SilasBarta comments on Causal Diagrams and Causal Models

SilasBarta 5 Nov 2012 3:10 UTC
0 points

But it doesn’t save you from having to write out all the combinations.

It saves you from having to write them until needed, in which case they can be extracted by walking through the graph rather than doing a lookup on a superexponential table.

You also do not motivate why someone would be interested in a big list of conditional independencies for its own sake. Surely, what we ultimately want to know is e.g. the probability that it will rain tomorrow, not whether or not rain is correlated with sprinklers.

Yes, the question was what they would care about if they were only interested in predictions. And so I think I’ve motivated why they would care about conditional (in)dependencies: it determines the (minimal) set of variables they need to look at! Whatever minimal method of representing their knowledge will then have these arrows (from one of the networks that fits the data).

If you require that causality definitions be restricted to (uncorrelated) counterfactual operations (like Pearl’s “do” operation), then sure, the Armcharians won’t do that specific computation.
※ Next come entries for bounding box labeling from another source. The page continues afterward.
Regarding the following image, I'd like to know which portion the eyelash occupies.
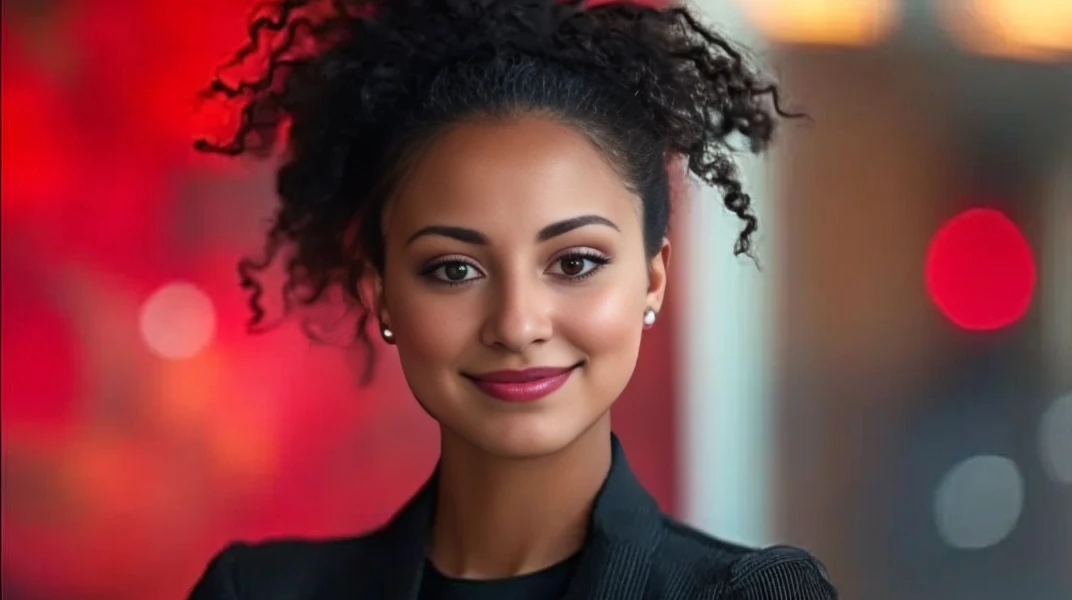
[420,250,611,287]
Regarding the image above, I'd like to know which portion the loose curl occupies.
[196,0,794,380]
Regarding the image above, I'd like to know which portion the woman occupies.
[192,0,836,600]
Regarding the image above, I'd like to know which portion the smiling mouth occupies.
[465,362,583,402]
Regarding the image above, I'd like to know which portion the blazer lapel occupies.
[353,469,438,600]
[564,436,665,600]
[343,435,665,600]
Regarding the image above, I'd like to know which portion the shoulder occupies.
[189,534,374,600]
[659,516,837,600]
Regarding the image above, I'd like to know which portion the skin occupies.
[376,116,670,579]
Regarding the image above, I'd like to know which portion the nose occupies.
[481,267,553,353]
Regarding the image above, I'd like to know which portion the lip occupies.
[466,364,580,402]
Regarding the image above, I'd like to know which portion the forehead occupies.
[385,117,640,238]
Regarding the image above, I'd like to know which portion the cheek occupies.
[557,276,644,361]
[387,282,474,370]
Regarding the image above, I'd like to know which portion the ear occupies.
[647,238,670,313]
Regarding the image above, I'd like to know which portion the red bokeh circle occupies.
[925,208,1037,331]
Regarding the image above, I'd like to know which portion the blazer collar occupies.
[355,434,664,600]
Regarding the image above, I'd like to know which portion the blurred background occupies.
[0,0,1072,600]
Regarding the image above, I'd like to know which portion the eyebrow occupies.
[405,214,621,245]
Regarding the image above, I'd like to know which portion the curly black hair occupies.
[196,0,792,378]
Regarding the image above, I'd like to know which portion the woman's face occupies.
[377,117,669,458]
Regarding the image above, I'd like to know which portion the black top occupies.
[190,436,837,600]
[417,557,576,600]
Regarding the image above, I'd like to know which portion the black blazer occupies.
[190,436,837,600]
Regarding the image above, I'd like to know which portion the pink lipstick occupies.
[466,364,578,402]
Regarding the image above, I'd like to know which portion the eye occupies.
[425,260,483,285]
[551,252,610,280]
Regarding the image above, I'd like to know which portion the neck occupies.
[429,415,611,579]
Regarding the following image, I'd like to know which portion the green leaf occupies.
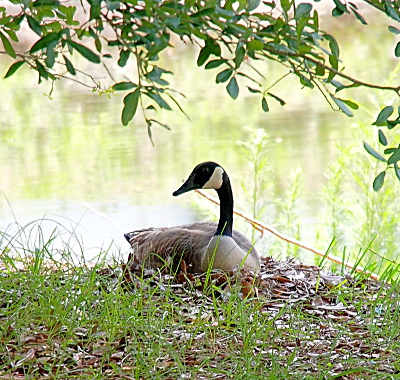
[384,0,400,22]
[35,61,49,83]
[294,3,312,20]
[27,16,42,37]
[88,0,101,20]
[324,34,340,58]
[394,42,400,58]
[4,61,25,79]
[234,46,246,69]
[329,94,353,117]
[364,141,386,162]
[112,82,137,91]
[333,0,349,13]
[197,45,211,67]
[67,40,100,63]
[63,55,76,75]
[226,77,239,99]
[246,0,260,12]
[261,98,269,112]
[332,7,344,17]
[29,32,60,54]
[215,69,233,83]
[388,25,400,34]
[350,8,368,25]
[118,50,131,67]
[121,88,140,126]
[394,162,400,180]
[247,86,261,94]
[337,98,360,110]
[388,147,400,165]
[190,7,215,18]
[0,31,17,58]
[205,59,226,70]
[372,171,386,191]
[267,92,286,106]
[372,106,394,126]
[246,39,264,51]
[146,91,172,111]
[378,130,387,146]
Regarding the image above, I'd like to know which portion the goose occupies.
[124,161,260,273]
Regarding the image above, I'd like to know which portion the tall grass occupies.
[235,115,400,276]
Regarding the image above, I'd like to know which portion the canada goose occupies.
[124,162,260,273]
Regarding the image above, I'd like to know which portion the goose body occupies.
[124,162,260,273]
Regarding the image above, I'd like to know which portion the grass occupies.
[0,225,400,379]
[0,105,400,380]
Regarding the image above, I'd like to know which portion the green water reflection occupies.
[0,9,396,258]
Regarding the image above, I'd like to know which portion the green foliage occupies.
[0,0,400,186]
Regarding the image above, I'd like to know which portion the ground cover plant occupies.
[0,218,400,379]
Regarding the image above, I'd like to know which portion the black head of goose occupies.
[125,162,260,272]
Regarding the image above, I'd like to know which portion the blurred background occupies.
[0,8,398,262]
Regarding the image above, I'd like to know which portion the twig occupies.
[195,190,379,280]
[83,202,124,232]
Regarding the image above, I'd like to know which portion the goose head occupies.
[172,161,226,197]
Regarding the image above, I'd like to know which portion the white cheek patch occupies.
[202,166,224,190]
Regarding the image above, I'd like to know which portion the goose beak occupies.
[172,177,199,197]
But if you use the definition of causality from this article, then I think it’s clear that efficiency considerations will lead them to use something isomorphic to it.
- Pfft 5 Nov 2012 3:36 UTC
  0 points
  Parent
  
  It saves you from having to write them until needed
  
  I was saying that not every independence property is representable as a Bayesian network.
  
  Whatever minimal method of representing their knowledge will then have these arrows (from one of the networks that fits the data).
  
  No! Once you have learned a distribution using Bayesian network-based methods, the minimal representation of it is the set of factors. You don’t need the direction of the arrows any more.
  - SilasBarta 5 Nov 2012 3:51 UTC
    0 points
    Parent
    
    I was saying that not every independence property is representable as a Bayesian network.
    
    You mean when all variables are independent, or some other class of cases?
    
    No! Once you have learned a distribution using Bayesian network-based methods, the minimal representation of it is the set of factors. You don’t need the direction of the arrows any more.
    
    Read the rest: you need the arrows if you want to efficiently look up the conditional (in)dependencies.
    - Pfft 5 Nov 2012 4:20 UTC
      0 points
      Parent
      
      You mean when all variables are independent, or some other class of cases?
      
      Well, there are doubly-exponentially many possibilities…
      
      The usual example for Markov networks is four variables connected in a square. The corresponding independence assumption is that any two opposite corners are independent given the other two corners. There is no Bayesian network encoding exactly that.
      
      you need the arrows if you want to efficiently look up the conditional (in)dependencies.
      
      But again, why would you want that? As I said in the grand^(n)parent, you don’t need to when doing inference.
      - SilasBarta 5 Nov 2012 19:35 UTC
        0 points
        Parent
        
        The usual example for Markov networks is four variables connected in a square. The corresponding independence assumption is that any two opposite corners are independent given the other two corners. There is no Bayesian network encoding exactly that.
        
        Okay, I’m recalling the “troublesome” cases that Pearl brings up, which gives me a better idea of what you mean. But this is not a counterexample. It just means that you can’t do it on a Bayes net with binary nodes. You can still represent that situation by merging (either pair of) the screening nodes into one node that covers all combinations of possibilities between them.
        
        Do you have another example?
        
        But again, why would you want that? As I said in the grand^(n)parent, you don’t need to when doing inference.
        
        Sure you do: you want to know which and how many variables you have to look up to make your prediction.
        Pfft 5 Nov 2012 20:53 UTC
        0 points
        Parent
        
        merging (either pair of) the screening nodes into one node
        
        Then the network does not encode the conditional independence between the two variables that you merged.
        
        The task you have to do when making predictions is marginalization: in order to computer P(Rain|WetGrass), you need to compute the sum of P(Rain|WetGrass, X,Y,Z) for all possible values of the variables X, Y, Z that you didn’t observe. Here it is very helpful to have the distribution factored into a tree, since that can make it feasible to do variable elimination (or related algorithms like belief propagation). But the directions on the edges in the tree don’t matter, you can start at any leaf node and work across.